Mitchell's CliffNotes of CMR


     What is gravity, really?  Okay, it made the apple fall off the tree and bonk Sir Isaac Newton’s head. It makes everything fall back to Earth. There have been a lot of theories for gravity, but the most plausible is relativity. Relativity incorporates many concepts, and conveniently, one of them is gravity. Albert Einstein, the creator of General and Special Relativity, made one of the two variations of relativity, STR (Space-Time Relativity). In STR, space and time are one; a fourth dimension, if you will. In this theory, an invisible “blanket”, called the space-time continuum, is the medium in which relativity works. The more massive an object is, the more it causes a depression in the “blanket”. If a watermelon is the sun and a blanket is the space-time continuum, then if you put the watermelon on the blanket it causes a depression proportional to its mass. Furthermore, an object with mass less than or equal to another object’s mass will be gravitationally attracted toward that object if it’s close enough. If I were to put an orange on the blanket, it would cause a depression proportional to its mass, and if close enough would roll towards the watermelon. An apple is less massive than our planet, and it is definitely close enough to have a gravitational attraction to Earth. If it’s attracted it will move towards the Earth’s center, so when the tree’s branches become too weak, gravity takes over.

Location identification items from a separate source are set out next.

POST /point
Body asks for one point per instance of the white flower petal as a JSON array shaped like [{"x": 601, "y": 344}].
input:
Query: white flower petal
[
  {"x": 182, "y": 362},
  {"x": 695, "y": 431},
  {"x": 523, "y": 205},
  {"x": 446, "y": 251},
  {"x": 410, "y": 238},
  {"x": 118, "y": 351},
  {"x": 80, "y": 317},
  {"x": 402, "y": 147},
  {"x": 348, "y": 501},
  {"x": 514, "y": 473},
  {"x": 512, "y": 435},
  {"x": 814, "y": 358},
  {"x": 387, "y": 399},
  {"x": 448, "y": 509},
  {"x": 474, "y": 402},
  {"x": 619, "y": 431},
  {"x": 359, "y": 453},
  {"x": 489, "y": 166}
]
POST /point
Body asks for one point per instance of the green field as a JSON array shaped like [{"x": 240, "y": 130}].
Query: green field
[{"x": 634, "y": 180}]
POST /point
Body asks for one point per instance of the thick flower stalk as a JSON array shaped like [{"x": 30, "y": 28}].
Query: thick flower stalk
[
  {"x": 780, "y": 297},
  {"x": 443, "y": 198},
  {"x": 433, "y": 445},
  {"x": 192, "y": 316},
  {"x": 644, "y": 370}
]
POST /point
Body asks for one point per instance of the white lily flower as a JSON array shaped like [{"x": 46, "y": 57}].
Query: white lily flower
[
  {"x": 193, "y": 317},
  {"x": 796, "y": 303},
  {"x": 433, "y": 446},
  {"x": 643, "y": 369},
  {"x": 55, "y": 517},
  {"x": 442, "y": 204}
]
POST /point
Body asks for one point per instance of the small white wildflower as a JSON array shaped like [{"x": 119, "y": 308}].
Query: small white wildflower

     Should we believe in this theory? After all, it is very plausible. I loved it until Black Friday came along. I went to Brookline to visit my grandfather, Grandpa Charles, and his wife, Martha. I also met a guy whose parents were told by his grade school teacher he was “feeble-minded” (He ended up graduating at Harvard University and becoming a professor there.). I thought STR was the only theory of relativity until Grandpa Charles told me otherwise at Panera. In 2008, a man named Edward Apgar created a new theory of relativity explaining gravity called CMR (Charge-Mass Relativity). I thought STR was the only theory of relativity there was, so I didn’t bother calling it STR. I just called it relativity. But apparently a new theory of relativity was created four years ago. I couldn’t believe I had first learned about the old relativity rather than the one. After all, CMR was out by the time I started learning about quantum mechanics (I did not start learning about physics when I was six!). Well, here is the story of CMR in “English”.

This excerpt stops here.